IT governance di sektor publik merupakan konsep yang masih relatif baru, seirng dengan berkembangnya penggunaan IT di sektor ini. IT governance pada intinya adalah serangkaian kegiatan pengambilan keputusan dan penentuan atas framework akuntabilitas yang tepat dalam penggunaan IT pada organisasi. Infrastruktur, sumber daya manusia, budaya organisasi dan komitmen pimpinan memiliki peranan penting dalam efektifitas pelaksanaan e-administration. Kesemuanya itu harus terintergrasi dalam pelaksanaan e-administrasi di organisasi tersebut
Federal model adalah model yang paling sesuai diterapkan pada organisasi publik di indonesia, berkaitan dengan usaa peningkatan koordinasi komunikasi dan sharing information antar institusi publik di Indonesia. Alasan selanjutnya adalah, karena pada intinya federal model mengutamakan keikutsertaan pimpinan pusat dan tiap tiap unit dalam pembuatan keputusan yang terkait dengan TI dan akuntabilitas pelaksanaan TI pada organisasi publik.

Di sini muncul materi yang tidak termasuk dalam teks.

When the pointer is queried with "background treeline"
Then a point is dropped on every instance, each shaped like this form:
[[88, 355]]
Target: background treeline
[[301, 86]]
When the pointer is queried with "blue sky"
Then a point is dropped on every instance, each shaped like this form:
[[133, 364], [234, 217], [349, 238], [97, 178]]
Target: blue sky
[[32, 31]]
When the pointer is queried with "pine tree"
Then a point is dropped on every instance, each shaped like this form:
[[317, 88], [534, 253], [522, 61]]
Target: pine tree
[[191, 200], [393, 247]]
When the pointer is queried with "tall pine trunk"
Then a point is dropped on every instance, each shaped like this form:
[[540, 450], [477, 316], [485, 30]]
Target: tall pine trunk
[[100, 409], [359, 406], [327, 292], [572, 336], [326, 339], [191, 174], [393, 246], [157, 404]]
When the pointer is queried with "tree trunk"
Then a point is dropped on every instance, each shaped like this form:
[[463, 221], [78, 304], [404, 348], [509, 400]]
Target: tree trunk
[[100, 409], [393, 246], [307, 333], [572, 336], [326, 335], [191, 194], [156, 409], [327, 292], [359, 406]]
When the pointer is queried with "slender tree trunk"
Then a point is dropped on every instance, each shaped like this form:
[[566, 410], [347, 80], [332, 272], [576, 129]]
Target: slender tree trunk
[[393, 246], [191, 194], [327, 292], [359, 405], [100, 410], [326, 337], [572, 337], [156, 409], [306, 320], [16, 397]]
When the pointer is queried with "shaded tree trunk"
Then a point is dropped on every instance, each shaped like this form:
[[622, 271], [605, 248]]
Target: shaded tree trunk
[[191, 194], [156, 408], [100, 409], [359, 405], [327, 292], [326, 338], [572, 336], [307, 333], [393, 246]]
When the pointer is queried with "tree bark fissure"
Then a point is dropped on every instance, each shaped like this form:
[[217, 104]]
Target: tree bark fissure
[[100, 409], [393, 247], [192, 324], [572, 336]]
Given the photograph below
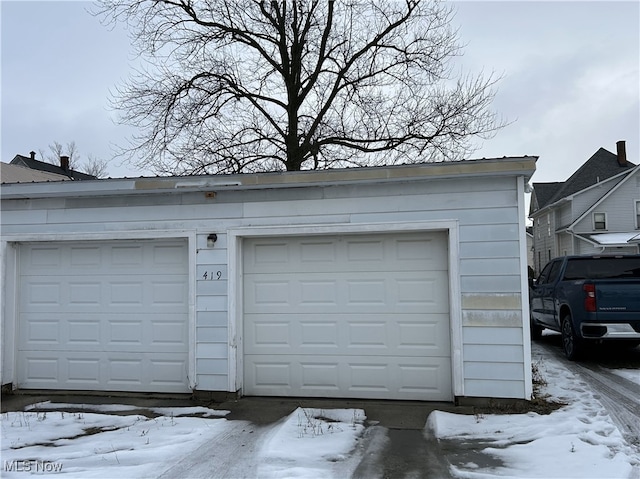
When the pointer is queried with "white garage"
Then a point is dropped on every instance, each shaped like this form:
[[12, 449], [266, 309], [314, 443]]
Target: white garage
[[106, 316], [397, 282], [347, 316]]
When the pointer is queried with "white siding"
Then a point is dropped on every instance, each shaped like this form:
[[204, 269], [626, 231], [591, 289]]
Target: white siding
[[619, 207], [485, 209]]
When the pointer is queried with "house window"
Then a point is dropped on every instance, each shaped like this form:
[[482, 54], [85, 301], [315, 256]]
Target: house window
[[599, 221]]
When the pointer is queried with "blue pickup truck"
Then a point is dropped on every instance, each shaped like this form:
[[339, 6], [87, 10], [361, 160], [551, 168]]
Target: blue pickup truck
[[588, 299]]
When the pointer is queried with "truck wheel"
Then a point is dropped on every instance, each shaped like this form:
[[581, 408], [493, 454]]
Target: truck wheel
[[536, 329], [572, 345]]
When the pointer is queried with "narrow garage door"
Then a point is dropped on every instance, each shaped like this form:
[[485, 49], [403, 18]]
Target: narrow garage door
[[103, 316], [353, 316]]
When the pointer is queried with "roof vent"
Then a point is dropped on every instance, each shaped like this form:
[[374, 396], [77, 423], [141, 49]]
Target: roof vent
[[622, 153]]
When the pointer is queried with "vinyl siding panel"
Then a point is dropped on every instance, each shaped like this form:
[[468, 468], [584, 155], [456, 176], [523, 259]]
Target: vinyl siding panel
[[485, 209]]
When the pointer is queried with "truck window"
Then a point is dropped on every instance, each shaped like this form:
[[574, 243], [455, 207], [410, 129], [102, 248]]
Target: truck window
[[602, 268], [542, 279], [554, 272], [549, 273]]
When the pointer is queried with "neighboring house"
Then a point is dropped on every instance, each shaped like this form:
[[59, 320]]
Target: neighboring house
[[21, 174], [404, 282], [63, 169], [597, 210]]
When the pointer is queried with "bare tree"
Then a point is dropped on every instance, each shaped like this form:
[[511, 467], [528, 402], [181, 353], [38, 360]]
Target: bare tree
[[250, 85], [93, 166]]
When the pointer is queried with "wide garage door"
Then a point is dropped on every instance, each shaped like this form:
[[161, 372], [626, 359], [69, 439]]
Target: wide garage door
[[354, 316], [106, 316]]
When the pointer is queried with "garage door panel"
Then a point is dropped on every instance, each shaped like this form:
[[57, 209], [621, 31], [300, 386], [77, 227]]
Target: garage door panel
[[352, 334], [107, 316], [369, 377], [66, 293], [351, 316], [79, 332], [143, 257], [412, 252], [104, 371]]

Kebijakan yang terdesentralisasi dari pusat dan daerah tentang pelaksanaan TI governance, akan meningkatkan pelaksanaan TI governance di organisasi publik di Indonesia. Kebijakan dalam pembentukan perda di tingkat kabupaten dan kota madya akan meningkatkan secara strategic pelaksanaan TI governance, karena langsung menyentuh pada pelaksanaan pengambilan keputusan dan akuntabilitas pelaksanaan TI governance. Namun kebijakan kebijakan tersebut mampu memayungi seluruh keputusan yang berkaitan dengan proses manajemen, transparansi, akuntabilitas, dan kinerja birokrat yang berkaitan dengan IT governance di sektor publik. Termasuk dalam IT principles, IT architecture, IT infrastructure, kebutuhan organisasi, IT investment dan prioritasisasi.